Ramblings of a Techno-Viking

Laws BLM

With some cooler weather predicted, I decided to hang around the Bishop area before heading further north and higher altitude. Looking at my BLM map, I noticed some BLM land past the Laws-RR Museum on the same road, which then goes into the Inyo National Forest. (The forest also allows dispersed camping, with different rules than BLM.) The border of the BLM land is not marked, and there are a forest service signs but no actual border marker near where I spent over a week.
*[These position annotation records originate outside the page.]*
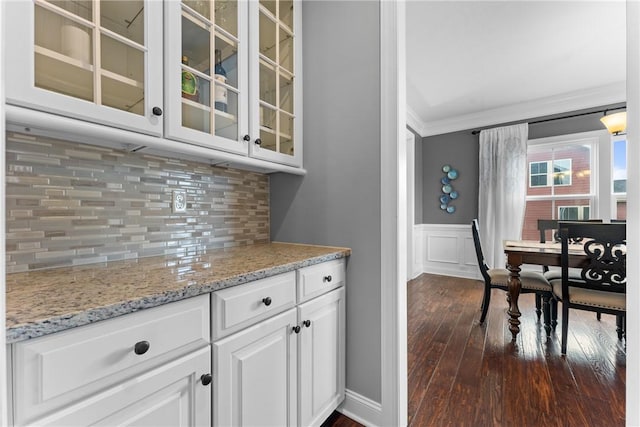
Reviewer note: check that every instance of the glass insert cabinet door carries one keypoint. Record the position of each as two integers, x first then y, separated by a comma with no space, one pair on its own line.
206,62
101,53
275,121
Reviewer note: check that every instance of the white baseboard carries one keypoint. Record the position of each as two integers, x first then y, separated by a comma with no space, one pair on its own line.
445,249
361,409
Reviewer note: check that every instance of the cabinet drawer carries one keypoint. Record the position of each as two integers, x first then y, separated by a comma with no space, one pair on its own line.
241,306
317,279
62,368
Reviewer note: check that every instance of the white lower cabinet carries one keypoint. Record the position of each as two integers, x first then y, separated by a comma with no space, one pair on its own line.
143,368
278,359
173,396
321,357
288,369
255,375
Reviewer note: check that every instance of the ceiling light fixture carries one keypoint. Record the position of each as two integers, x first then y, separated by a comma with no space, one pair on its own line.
616,123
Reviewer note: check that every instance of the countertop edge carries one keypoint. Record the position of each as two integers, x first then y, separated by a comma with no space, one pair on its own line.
52,325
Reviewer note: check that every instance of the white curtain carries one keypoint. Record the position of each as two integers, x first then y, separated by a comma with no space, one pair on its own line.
503,183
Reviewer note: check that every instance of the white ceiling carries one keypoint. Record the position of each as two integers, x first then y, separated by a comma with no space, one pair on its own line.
479,63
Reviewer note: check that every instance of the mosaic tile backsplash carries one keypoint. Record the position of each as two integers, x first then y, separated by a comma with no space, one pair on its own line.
71,204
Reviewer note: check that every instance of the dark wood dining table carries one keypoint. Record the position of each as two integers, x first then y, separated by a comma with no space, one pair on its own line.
521,252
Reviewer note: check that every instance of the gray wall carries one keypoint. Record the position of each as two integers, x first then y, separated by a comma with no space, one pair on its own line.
338,201
460,149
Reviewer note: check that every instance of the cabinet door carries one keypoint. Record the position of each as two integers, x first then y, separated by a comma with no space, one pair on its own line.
276,81
172,395
99,61
255,375
321,357
206,73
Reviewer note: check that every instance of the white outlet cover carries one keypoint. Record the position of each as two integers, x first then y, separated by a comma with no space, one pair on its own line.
179,202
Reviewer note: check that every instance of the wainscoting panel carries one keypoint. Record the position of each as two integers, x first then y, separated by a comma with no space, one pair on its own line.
445,249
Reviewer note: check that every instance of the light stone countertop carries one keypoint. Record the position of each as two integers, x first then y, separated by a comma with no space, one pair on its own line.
47,301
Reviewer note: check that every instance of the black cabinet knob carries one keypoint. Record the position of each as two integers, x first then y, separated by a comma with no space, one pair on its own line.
206,379
141,347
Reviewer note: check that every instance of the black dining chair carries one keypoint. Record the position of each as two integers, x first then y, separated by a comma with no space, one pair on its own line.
602,283
498,278
545,225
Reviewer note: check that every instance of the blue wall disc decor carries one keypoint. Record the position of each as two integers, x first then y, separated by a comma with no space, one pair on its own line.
448,193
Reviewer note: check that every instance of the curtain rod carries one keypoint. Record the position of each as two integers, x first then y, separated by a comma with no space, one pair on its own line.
475,132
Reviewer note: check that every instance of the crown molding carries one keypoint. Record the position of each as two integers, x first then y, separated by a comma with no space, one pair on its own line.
414,122
573,101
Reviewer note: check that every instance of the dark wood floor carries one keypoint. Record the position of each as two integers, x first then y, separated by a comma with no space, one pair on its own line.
462,373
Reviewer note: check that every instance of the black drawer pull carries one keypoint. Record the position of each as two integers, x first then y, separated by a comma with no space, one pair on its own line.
206,379
141,347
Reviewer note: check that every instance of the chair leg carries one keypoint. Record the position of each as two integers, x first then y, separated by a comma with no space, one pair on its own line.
554,313
565,327
485,302
546,309
620,325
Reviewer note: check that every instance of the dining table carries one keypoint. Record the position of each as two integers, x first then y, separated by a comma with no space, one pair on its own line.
519,252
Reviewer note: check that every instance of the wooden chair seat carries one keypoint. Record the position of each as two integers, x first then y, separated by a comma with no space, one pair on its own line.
530,279
602,284
532,282
555,273
592,298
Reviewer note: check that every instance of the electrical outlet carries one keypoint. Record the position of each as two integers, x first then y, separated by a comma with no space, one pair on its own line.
179,201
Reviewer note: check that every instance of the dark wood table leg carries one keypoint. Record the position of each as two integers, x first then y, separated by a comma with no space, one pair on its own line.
513,265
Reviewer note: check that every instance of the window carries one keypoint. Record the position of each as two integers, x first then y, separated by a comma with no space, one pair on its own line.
619,175
573,213
562,182
541,174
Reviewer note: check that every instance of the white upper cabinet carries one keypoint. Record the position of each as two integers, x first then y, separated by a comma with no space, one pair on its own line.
232,81
275,69
223,75
98,61
206,69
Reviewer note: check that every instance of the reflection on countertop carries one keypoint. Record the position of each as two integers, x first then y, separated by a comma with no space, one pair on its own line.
48,301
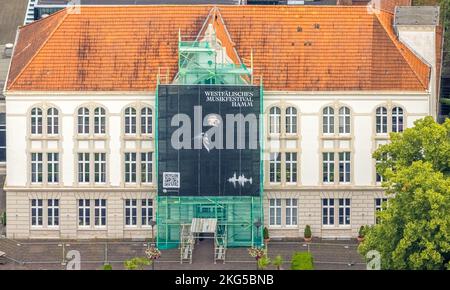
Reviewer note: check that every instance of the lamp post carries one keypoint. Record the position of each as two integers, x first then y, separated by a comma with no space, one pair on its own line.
257,224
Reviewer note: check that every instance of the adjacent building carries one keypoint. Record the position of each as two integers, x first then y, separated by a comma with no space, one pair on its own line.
81,109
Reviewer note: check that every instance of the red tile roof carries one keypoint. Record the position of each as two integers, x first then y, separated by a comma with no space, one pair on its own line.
310,48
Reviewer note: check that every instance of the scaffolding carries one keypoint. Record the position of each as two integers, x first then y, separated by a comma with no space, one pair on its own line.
239,218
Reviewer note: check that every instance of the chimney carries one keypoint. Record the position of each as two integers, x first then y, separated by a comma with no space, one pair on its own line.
416,27
389,5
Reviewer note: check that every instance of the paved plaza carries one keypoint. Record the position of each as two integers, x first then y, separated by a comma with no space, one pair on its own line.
341,255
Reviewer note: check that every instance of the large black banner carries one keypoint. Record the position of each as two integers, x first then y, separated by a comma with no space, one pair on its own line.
208,140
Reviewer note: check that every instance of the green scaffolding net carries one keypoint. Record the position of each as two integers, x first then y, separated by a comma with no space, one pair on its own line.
239,218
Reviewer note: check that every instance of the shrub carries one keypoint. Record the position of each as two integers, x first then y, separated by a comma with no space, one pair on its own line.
278,262
137,263
362,232
302,261
308,233
263,263
266,233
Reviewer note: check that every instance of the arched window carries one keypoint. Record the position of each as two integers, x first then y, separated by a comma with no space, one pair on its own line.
274,120
381,120
36,121
83,120
328,120
99,121
344,120
397,119
130,120
291,120
146,121
52,121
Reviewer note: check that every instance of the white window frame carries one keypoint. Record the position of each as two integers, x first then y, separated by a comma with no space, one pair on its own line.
146,167
274,120
275,212
85,164
345,212
53,213
147,211
291,120
36,121
328,168
100,168
380,204
328,120
345,167
52,121
100,213
291,167
130,159
328,212
275,168
398,119
131,212
53,167
146,121
83,121
99,121
84,213
37,213
291,212
344,120
37,168
130,120
381,120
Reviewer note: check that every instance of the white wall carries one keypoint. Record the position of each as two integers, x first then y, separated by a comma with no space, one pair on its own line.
309,106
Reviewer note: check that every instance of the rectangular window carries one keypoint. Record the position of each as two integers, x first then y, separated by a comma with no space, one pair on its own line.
36,167
53,212
291,212
380,205
84,212
328,167
146,167
327,211
100,167
36,212
146,211
344,167
131,212
130,167
100,212
52,167
275,167
291,167
344,211
83,167
2,137
275,212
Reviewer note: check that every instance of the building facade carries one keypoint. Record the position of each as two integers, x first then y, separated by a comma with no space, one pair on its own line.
81,113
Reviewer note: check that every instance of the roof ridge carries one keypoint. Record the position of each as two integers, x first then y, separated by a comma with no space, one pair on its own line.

A small stream flows by Silver Canyon Road (which fords the stream at least once) in the national forest, and veers north near the border between BLM and the national forest. The stream is difficult to see through the vegetation and trees that grows near and in it, but it can be heard. While the flow was good in mid-april, it would not surprise me if the stream drys up in the fall. The BLM land has some unmarked dirt roads, one OHV map I have designates one as a long through route. A stone-walled shed is on the far side of the stream from where I camped, the wooden roof, floor and internal baffle wall are still present but with gaps and broken boards. The baffle wall makes me suspect this may have been used for storing explosives. Verizon signal is good, a few TV stations (including CBS but no other network) can be received. There is an OHV area directly east of Bishop that may be another place to look for camping.